As the newpaper article states:
“Many, if not most cases are not formally listed because local police are unwilling or unable to investigate crimes that usually involve crossing provincial borders. As well, many of the parents think police might be complicit in the kidnappings. It is a lucrative business that can net about $4,000 for each boy sold and about $1,000 per girl… The abducted children are mostly boys and are sold to families who want a son. The girls are often sold into marriage or to agencies that arrange foreign adoptions.”
The sale of children within China has made the news as far back as 2001 (see “China’s Baby Traffickers“) and kidnapping since 2006 (see “Stealing Babies for Adoption“) Despite this sordid history,China is lauded as having an “ethical” international adoption system that prospective adopters can have confidence in:
“For a family looking to adopt from the most ethical country, China is the best choice. They are highly regulated and have increasingly good orphanage conditions” (Thome, 2007)

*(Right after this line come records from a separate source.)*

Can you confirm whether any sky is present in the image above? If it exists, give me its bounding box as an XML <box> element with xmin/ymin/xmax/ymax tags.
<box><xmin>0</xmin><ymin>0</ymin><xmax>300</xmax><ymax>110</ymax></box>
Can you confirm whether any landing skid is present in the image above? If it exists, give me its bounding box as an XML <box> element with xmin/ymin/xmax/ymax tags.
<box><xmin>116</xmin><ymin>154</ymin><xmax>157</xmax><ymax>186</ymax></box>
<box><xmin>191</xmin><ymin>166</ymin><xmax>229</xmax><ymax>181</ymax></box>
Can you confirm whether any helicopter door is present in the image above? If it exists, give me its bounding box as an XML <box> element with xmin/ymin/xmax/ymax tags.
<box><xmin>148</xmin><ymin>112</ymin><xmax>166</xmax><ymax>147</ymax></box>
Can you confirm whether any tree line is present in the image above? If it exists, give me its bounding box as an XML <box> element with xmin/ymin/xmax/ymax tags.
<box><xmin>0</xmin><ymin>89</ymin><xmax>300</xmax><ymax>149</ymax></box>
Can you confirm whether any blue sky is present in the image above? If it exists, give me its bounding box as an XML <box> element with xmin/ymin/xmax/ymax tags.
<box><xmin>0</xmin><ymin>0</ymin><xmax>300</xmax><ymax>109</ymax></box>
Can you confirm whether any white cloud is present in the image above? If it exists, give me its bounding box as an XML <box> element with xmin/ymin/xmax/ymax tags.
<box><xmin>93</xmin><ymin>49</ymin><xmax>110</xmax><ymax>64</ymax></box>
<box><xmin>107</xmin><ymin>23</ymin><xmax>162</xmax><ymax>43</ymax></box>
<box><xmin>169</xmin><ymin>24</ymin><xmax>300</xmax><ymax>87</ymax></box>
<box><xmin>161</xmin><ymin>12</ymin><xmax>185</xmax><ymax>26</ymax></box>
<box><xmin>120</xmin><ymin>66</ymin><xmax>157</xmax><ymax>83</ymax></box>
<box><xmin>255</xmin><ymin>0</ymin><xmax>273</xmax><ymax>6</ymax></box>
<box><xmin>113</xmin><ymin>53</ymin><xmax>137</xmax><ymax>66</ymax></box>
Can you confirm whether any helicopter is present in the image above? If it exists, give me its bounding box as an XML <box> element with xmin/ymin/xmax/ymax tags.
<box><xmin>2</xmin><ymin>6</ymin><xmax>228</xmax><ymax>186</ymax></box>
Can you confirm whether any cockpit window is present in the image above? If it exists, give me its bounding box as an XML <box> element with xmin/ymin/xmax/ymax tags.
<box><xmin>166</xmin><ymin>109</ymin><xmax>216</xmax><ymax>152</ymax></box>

But, given China’s history of not enforcing laws against the sale of children within China, how is any Westerner able to guarantee that the child they are adopting from China is not stolen? From the above quote, it appears that little girls in China, those same girls that are supposedly abandoned, are selling for up to $1000: not exactly a price that would be charged if there were a surplus of “product” on the market.
But agencies and orphanages stand to make a lot of money on each transaction, so unfortunately they have a financial incentive to hide this information from “clients.” (Perhap more “ethical” adoptions ( an oxymoron?) will only occur once no-one’s paycheque depends upon the transaction being made, where there is no financial incentive to kidnap, abduct, or coerce.)
“Mr. Peng … said some of the girls were sold to orphanages. They … often end up in the United States or Europe after adoptive parents pay fees to orphanages that average $5,000.” (New York Times, April 4, 2009).
Anyway, I wonder if this new website may be able to serve those who have adopted a child from China and wonder if that child has been abducted? Many people adopted children from China, trusting in the assurances of baby brokers whom they now realize may have been lying or omitting the truth, and some of them now want to search, to find their child’s natural parents and discover if that child really was abandoned, or whether the child was kidnapped or the parents were coerced to surrender. Maybe a photo-listing of that child on “Baby Look for Home” may be at least provide a small chance of finding the child’s natural parents and the truth? I wonder if the Chinese government would cooperate?
(P.S. If you check out the “Baby Look for Home” site and cannot read Mandarin, you’ll find Google Translate to be a useful tool.)